The energy-time uncertainty principle allows for the creation of virtual particles, that appear from a vacuum for a very brief period of time $\Delta t,\( then disappear again. This can happen as long as \)\Delta E \Delta t=\hbar / 2,\( where \)\Delta E$ is the rest energy of the particle. (a) How long could an electron created from the vacuum exist according to the uncertainty principle? (b) How long could a shot put with a mass of \(7 \mathrm{kg}\) created from the vacuum exist according to the uncertainty principle?

To find the time duration for an electron, we must first determine its rest energy. The equation for rest energy is \(E_0 = mc^2\). Here, m denotes the mass of an electron and c is the speed of light. We also know from the problem statement that \(\Delta E \Delta t = \frac{\hbar}{2}\). By plugging the rest energy, we can solve for the time duration \(\Delta t\). The mass of an electron is \(9.11 \times 10^{-31}\) kg and the speed of light is \(3.0 \times 10^8\) m/s. First, we will calculate the rest energy of the electron: \(E_0 = (9.11 \times 10^{-31} \,\text{kg})(3.0 \times 10^8\, \text{m/s})^2 \approx 8.19 \times 10^{-14} \,\text{J}\) Now, we will solve for the time duration, \(\Delta t\), using the energy-time uncertainty principle: \(\Delta E \Delta t = \frac{\hbar}{2}\) \(\Delta t = \frac{\hbar}{2\Delta E}\) Here, \(\hbar\) is the reduced Planck constant, which has a value of approximately \(1.05 \times 10^{-34} \,\text{Js}\). Now, plug in the values: \(\Delta t = \frac{1.05 \times 10^{-34} \,\text{Js}}{2(8.19 \times 10^{-14} \,\text{J})} \approx 6.40 \times 10^{-22}\, \text{s}\) So, an electron created from the vacuum could exist for approximately \(6.40 \times 10^{-22}\) seconds according to the uncertainty principle.

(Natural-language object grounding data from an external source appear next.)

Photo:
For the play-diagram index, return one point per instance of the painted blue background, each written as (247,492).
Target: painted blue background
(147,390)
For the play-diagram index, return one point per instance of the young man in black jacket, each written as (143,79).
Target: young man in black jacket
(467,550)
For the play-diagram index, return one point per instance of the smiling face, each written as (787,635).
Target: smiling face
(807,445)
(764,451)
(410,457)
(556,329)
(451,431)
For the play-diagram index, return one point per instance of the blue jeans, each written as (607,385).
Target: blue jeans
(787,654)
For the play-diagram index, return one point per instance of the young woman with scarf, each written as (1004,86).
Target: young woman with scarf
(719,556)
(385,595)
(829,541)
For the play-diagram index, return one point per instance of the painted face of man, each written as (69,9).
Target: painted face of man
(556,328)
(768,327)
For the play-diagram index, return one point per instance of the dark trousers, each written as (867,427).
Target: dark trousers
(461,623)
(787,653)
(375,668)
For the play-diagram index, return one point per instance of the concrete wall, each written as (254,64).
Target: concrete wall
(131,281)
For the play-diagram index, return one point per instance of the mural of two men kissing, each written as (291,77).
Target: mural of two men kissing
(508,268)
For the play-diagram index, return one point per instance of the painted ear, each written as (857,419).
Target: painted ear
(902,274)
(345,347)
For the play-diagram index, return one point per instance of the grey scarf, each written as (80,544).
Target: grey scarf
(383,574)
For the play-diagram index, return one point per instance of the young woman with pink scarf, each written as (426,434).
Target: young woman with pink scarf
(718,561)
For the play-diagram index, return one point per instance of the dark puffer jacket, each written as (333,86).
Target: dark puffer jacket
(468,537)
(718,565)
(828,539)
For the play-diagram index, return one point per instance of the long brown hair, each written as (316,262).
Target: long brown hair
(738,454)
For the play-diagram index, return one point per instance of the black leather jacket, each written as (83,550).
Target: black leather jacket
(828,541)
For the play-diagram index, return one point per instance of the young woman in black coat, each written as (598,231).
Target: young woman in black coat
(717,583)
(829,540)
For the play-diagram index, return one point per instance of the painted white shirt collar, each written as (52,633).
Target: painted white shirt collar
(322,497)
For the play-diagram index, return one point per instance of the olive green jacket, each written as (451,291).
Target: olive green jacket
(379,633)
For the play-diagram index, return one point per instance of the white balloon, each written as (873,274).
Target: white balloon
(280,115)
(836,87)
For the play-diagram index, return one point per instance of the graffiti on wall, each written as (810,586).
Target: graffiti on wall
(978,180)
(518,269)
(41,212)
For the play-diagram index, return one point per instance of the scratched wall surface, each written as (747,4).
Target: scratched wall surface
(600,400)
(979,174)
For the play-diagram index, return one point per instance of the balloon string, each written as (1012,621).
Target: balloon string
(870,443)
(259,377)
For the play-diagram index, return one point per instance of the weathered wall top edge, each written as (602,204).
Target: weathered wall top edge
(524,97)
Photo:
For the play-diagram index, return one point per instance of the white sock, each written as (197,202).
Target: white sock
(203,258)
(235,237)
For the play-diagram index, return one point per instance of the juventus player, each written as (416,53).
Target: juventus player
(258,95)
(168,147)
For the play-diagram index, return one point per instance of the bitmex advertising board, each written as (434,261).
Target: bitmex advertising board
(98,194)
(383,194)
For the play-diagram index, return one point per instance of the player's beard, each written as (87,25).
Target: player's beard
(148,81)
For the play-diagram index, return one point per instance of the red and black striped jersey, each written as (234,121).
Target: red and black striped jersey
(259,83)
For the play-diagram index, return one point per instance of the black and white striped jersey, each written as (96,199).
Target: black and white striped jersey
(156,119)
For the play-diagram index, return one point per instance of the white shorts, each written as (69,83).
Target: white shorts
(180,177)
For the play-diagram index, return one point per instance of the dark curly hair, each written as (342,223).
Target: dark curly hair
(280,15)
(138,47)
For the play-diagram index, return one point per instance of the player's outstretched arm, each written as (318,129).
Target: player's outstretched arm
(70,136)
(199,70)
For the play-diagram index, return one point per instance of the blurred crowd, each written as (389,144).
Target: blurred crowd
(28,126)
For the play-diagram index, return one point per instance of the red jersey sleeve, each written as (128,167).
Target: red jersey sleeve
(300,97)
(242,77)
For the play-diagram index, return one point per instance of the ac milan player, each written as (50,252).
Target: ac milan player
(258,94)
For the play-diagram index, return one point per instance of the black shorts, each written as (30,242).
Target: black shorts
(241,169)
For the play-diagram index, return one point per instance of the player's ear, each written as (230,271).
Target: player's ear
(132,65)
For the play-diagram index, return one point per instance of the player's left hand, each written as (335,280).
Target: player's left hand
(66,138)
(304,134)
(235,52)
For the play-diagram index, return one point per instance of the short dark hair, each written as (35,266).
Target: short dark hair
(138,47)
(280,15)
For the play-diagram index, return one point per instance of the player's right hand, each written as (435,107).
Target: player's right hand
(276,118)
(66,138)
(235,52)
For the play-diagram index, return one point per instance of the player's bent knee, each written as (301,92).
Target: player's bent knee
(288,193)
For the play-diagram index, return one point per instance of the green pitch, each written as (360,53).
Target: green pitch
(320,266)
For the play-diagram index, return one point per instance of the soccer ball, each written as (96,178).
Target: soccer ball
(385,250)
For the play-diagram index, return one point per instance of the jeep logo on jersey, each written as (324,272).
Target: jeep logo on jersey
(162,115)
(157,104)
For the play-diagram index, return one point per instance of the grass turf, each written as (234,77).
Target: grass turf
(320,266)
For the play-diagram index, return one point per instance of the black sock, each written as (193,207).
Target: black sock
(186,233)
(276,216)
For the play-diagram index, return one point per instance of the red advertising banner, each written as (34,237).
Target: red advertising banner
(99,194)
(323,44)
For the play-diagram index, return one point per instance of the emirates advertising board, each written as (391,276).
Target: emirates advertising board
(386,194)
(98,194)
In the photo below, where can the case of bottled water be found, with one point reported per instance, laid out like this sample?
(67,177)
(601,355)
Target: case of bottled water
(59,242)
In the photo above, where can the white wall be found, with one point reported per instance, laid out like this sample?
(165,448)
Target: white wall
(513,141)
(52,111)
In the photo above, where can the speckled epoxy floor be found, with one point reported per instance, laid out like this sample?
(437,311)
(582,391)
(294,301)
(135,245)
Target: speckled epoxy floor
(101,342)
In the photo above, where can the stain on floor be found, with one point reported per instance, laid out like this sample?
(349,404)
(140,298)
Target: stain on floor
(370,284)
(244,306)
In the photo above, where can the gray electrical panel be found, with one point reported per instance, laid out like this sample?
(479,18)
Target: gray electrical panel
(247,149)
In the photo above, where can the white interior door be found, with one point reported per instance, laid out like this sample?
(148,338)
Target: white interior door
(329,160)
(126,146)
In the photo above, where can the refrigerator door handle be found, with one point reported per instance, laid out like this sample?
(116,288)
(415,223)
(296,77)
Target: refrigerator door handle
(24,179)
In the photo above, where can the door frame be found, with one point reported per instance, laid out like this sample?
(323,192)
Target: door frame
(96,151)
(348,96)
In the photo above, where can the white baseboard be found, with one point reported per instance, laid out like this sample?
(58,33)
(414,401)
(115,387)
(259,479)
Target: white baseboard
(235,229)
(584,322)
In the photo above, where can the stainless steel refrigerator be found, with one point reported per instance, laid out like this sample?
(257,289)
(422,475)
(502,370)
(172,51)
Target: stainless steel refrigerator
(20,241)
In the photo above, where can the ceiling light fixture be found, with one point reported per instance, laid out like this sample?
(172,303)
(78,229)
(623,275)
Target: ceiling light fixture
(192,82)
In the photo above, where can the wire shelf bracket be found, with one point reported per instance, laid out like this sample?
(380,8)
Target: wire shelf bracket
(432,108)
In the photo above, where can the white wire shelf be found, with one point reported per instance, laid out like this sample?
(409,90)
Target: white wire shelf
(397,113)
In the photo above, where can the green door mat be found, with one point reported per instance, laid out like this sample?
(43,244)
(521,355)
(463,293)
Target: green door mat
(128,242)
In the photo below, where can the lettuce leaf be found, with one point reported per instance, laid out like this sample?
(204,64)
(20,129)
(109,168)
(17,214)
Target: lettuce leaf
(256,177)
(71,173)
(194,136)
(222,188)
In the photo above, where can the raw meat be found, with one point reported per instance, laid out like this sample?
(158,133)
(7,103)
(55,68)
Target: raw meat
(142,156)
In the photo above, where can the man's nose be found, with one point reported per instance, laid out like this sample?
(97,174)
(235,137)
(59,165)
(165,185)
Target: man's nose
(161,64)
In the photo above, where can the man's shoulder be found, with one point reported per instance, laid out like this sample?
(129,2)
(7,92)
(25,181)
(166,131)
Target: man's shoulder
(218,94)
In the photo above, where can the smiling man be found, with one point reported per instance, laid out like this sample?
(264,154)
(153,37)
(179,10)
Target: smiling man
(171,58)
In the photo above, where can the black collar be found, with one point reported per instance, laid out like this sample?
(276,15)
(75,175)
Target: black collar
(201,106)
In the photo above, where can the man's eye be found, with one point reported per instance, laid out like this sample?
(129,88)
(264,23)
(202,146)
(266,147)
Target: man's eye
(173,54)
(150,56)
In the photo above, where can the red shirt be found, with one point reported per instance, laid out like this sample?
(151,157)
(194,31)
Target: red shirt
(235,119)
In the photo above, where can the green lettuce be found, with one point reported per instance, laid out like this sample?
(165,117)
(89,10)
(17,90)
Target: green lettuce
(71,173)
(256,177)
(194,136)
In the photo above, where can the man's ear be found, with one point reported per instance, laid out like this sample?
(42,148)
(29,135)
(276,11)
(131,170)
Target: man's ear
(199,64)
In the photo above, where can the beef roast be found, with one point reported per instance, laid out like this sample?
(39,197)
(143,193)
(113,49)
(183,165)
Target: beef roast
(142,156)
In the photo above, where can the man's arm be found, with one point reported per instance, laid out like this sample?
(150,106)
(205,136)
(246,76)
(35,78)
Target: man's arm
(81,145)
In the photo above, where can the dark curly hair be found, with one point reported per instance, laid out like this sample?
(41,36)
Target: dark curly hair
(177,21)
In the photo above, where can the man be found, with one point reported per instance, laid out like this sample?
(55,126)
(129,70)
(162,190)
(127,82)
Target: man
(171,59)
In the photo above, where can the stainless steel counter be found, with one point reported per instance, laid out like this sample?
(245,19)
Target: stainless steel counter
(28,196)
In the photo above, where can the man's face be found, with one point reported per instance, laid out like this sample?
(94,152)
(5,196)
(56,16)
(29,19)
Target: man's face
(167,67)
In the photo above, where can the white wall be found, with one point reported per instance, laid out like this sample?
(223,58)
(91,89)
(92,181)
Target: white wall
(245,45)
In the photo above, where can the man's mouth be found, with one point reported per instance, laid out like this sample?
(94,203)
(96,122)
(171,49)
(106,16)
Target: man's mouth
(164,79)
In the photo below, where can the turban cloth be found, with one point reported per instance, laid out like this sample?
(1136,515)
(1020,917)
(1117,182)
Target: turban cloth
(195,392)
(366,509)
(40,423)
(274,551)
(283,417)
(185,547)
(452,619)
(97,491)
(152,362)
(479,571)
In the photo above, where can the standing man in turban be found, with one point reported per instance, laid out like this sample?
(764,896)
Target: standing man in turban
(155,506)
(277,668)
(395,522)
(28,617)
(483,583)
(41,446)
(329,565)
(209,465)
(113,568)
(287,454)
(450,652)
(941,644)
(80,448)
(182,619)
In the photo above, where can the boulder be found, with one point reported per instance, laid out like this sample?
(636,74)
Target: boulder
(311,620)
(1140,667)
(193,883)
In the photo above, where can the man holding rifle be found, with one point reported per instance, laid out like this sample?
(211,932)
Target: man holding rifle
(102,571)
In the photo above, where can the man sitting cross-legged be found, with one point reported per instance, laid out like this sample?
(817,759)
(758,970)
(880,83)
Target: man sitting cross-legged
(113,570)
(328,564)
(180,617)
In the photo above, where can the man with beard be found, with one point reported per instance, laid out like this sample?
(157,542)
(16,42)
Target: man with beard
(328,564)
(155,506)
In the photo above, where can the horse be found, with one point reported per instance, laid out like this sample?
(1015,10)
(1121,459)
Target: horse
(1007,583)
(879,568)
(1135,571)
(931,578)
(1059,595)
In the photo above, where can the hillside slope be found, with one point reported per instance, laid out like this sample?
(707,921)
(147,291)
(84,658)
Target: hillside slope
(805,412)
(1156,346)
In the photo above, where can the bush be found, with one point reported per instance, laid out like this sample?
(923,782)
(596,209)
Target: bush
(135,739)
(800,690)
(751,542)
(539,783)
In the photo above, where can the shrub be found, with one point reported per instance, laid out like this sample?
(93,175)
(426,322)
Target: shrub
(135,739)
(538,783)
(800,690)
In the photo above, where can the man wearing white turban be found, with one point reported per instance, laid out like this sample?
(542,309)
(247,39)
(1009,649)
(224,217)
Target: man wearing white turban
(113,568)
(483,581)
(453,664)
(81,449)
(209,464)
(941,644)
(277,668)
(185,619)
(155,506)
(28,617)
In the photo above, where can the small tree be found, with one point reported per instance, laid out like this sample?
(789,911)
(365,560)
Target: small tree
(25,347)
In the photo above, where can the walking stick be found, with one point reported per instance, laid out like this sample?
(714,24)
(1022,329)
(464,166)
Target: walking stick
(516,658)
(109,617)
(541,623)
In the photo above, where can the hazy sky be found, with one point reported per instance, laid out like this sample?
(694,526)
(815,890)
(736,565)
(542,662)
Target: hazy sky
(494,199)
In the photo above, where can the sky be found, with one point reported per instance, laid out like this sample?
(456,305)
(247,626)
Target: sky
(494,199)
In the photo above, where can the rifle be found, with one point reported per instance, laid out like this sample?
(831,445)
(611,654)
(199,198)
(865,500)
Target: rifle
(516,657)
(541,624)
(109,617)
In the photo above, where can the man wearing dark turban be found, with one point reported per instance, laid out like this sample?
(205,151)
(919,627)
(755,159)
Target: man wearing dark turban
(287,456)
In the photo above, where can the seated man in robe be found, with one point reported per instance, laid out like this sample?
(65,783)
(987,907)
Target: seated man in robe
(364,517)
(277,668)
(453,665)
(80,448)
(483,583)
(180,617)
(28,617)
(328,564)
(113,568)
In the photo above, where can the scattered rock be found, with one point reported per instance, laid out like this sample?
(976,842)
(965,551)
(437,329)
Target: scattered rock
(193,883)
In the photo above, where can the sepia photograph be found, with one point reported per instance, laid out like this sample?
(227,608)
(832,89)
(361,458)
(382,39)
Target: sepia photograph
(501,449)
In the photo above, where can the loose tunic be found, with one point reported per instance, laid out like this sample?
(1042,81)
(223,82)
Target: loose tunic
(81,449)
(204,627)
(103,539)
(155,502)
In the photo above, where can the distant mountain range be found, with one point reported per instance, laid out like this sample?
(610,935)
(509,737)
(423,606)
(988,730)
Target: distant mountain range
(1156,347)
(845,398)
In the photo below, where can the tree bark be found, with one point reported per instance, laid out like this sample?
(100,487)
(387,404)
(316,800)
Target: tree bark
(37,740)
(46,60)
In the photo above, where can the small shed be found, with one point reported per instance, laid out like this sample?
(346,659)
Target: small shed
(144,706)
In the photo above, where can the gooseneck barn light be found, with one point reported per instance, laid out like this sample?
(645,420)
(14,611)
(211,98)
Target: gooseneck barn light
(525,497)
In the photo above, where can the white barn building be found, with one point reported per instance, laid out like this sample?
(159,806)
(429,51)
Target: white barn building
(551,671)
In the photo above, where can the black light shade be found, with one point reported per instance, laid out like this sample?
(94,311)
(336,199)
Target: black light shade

To find the time duration for a shot put with a mass of 7 kg, we must first determine its rest energy, again using the equation \(E_0 = mc^2\). We also use the same formula for the energy-time uncertainty principle as in part (a) to solve for the time duration. First, calculate the rest energy of the shot put: \(E_0 = (7 \,\text{kg})(3.0 \times 10^8\, \text{m/s})^2 \approx 6.30 \times 10^{17} \,\text{J}\) Now, we will solve for the time duration, \(\Delta t\), using the energy-time uncertainty principle: \(\Delta E \Delta t = \frac{\hbar}{2}\) \(\Delta t = \frac{\hbar}{2\Delta E}\) Plug in the values: \(\Delta t = \frac{1.05 \times 10^{-34} \,\text{Js}}{2(6.30 \times 10^{17} \,\text{J})} \approx 8.33 \times 10^{-53}\, \text{s}\) So, a shot put with a mass of 7 kg created from the vacuum could exist for approximately \(8.33 \times 10^{-53}\) seconds according to the uncertainty principle.